The highly respected International Crisis Group (ICG) has issued a Policy Briefing, “Lessons from Nigeria’s 2011 Elections.” It concludes that Nigeria may have started to reverse the downward spiral of its elections, but that it has a long way to go. And the details and nuance in the report suggest that there is, indeed, a lot of work to do.
The report notes some positive changes in the status quo—seventy-two of one hundred and nine senators lost their seats; two hundred and sixty members in the three hundred and sixty seat House of Representatives are new; and the ruling People’s Democratic Party lost its two-third majority in the Senate and now holds the governorship in twenty-three of the thirty-six states, down from twenty-seven.
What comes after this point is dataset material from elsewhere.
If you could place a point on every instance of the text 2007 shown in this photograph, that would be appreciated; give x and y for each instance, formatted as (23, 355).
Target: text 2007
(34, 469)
Nevertheless, the ICG’s policy suggestions imply little short of remaking Nigeria’s political culture, calling on the Abuja government to construct “a system of disincentives to deter political and electoral malfeasance” through political and economic reforms that make the state “relevant to most Nigerians,” and calling for industrial development and job creation, especially for youth and unemployed graduates.
As has been common among analysts and observers, the ICG deemed the 2011 elections an improvement because they were better than the 2007 elections (a low bar). The Independent National Electoral Commission (INEC) under Attahiru Jega certainly performed better than its predecessor. However, the report documents every kind of electoral abuse, and thereby raises questions about how free and fair the elections were.
These elections were also the bloodiest in Nigeria’s recent history. The authors ascribe the post-electoral violence, which they are estimating took one thousand lives and affected a third of the states, to ethnic and religious divisions, exploited by politicians, and widespread socio-economic malaise and marginalization. While I think this is an accurate portrayal, I disagree with the statement that “few, however, predicted the violence that erupted in some Northern states.” Numerous analysts and Nigerians alike, including former president Olusegun Obasanjo (and myself), publicly commented on the potential for violence along sectarian lines with the end of zoning. The ICG even wrote in a February 2011 brief, “Flawed polls, especially if politicians stoke ethnic or religious divides, may ignite already straining fault lines, as losers protest results,” which is what ultimately happened.
Despite the use of the 2007 election as the bar to beat, implicit in the report – if nowhere clearly stated—is an indictment of a political culture that is fundamentally antithetical to democracy, and a call for fundamental reform of the relationship between the Nigerian government and its citizens. And that would require exceptional political skill and will on the part of President Jonathan and those who rule Nigeria.